Specializes in Critical Care.
You are so not my concern, facility policy and the BON is. I would write up as a med error in a heart beat, if i saw one signed out at 12am and then another one signed out at 1:30am without a further order. Your patient load has nothing to do with PRN narcotic rules. Peace.

What "PRN narcotic rules" are you referring to? Can you cite anything?
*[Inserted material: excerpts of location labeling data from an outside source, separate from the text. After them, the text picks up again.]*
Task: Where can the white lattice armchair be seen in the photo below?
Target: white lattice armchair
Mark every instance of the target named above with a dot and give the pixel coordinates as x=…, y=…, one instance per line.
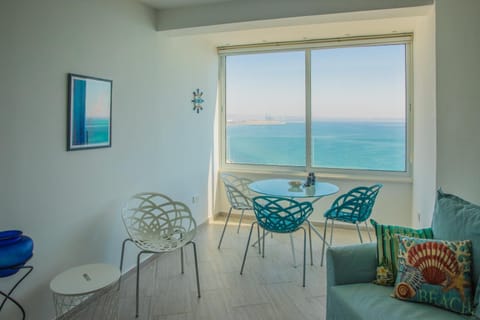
x=157, y=224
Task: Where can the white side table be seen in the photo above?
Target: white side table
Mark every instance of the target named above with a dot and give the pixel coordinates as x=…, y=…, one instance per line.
x=77, y=285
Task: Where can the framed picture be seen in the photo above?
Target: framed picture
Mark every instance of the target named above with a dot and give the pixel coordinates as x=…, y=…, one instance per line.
x=89, y=112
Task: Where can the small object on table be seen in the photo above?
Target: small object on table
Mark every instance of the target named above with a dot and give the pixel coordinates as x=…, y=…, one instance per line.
x=77, y=285
x=15, y=250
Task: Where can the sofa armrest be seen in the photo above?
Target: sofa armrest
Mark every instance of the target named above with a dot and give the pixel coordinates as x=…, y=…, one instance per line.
x=351, y=264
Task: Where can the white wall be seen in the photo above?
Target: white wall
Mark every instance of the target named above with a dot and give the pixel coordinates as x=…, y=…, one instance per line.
x=424, y=125
x=68, y=202
x=458, y=96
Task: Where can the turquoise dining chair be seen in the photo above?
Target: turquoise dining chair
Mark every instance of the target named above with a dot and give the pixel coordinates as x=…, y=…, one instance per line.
x=353, y=207
x=239, y=196
x=281, y=215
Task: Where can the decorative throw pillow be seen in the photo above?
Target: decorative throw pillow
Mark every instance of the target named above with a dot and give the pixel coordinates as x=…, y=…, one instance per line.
x=435, y=272
x=387, y=249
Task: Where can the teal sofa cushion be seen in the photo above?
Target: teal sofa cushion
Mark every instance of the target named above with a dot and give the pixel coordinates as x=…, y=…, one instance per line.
x=457, y=219
x=370, y=301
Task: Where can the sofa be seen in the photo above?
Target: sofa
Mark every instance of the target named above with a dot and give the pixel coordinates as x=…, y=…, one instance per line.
x=351, y=270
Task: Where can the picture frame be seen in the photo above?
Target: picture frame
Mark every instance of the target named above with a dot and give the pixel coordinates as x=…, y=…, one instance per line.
x=89, y=112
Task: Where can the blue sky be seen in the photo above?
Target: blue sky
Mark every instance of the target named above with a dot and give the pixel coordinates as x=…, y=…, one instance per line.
x=347, y=83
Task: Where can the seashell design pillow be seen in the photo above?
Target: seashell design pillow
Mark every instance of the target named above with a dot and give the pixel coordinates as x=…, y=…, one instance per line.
x=387, y=249
x=435, y=272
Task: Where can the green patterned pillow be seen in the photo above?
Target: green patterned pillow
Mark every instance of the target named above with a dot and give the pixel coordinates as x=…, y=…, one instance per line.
x=387, y=249
x=435, y=272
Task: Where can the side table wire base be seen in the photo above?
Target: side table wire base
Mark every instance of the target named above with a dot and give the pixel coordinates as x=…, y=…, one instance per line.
x=102, y=304
x=8, y=296
x=87, y=292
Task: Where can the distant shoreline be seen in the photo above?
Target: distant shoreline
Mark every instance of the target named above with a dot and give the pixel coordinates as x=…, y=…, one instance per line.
x=256, y=122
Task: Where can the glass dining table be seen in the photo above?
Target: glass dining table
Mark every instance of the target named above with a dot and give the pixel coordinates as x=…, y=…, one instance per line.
x=289, y=188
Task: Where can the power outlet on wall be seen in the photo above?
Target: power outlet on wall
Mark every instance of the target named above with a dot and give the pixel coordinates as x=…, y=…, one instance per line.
x=195, y=198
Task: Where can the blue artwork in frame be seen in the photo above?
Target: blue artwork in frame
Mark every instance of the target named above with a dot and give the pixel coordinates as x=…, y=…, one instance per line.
x=89, y=112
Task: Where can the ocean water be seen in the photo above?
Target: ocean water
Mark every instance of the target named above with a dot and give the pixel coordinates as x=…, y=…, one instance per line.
x=335, y=144
x=98, y=130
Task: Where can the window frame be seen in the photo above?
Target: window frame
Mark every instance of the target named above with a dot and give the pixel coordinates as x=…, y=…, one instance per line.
x=307, y=46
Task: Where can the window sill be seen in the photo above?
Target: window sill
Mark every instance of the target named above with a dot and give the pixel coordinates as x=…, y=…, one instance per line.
x=269, y=172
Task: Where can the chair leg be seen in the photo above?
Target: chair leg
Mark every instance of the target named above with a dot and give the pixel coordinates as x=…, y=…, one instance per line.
x=263, y=244
x=331, y=232
x=196, y=266
x=240, y=222
x=137, y=295
x=310, y=239
x=225, y=226
x=15, y=302
x=246, y=249
x=324, y=240
x=368, y=231
x=123, y=251
x=258, y=239
x=7, y=296
x=181, y=258
x=304, y=253
x=359, y=234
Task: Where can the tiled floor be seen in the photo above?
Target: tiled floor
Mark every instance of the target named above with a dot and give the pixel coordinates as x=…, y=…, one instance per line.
x=270, y=287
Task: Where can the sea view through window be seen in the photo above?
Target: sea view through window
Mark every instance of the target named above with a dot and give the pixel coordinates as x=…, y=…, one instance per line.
x=333, y=108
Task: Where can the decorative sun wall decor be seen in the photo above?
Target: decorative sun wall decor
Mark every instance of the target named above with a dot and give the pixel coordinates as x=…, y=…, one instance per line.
x=197, y=100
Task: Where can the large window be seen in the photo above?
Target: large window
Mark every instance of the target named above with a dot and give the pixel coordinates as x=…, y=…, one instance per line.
x=319, y=107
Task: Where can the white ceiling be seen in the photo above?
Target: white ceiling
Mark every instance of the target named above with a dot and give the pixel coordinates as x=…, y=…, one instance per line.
x=170, y=4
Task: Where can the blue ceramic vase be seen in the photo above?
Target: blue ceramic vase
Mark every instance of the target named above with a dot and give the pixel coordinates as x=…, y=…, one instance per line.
x=15, y=250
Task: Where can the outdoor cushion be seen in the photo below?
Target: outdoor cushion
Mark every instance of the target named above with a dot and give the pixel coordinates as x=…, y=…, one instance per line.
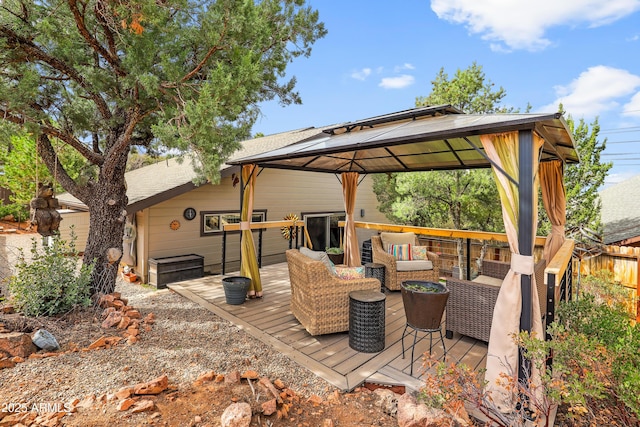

Specializes in Med surg, LTC, Administration.
It's 1 TO 2, not 1 OR 2.

Rather then titrating the dose to give the desired effect, wouldn't this encourage the RN to more often then not give the max dose, knowing they won't be able to give more for another 4 hours?

It's is not about the 1-2 or 1 or 2. It is about once the dose is given at 12, the order was fulfilled. An hour and a half later does not make up for the one not given at 12. It starts a new order. By calling for a stat order, you are able to give one at 1:30 and STILL give 1 or 2 at 4:00 and not have to wait till 5:30.

Specializes in Cath Lab/ ICU.

That's great. However, a ban of range orders is *not* a myth, it's policy at my hospital. Policy. I cannot allow it on my order form. The pharmacy will not fill it. And if I allow the order to written as a range, and over-ride the Pyxis, and give one med tab now and another in an hour, I can expect to get a big fat write up (and probably fired with my luck).

I think we all know that P&P is what we have to follow.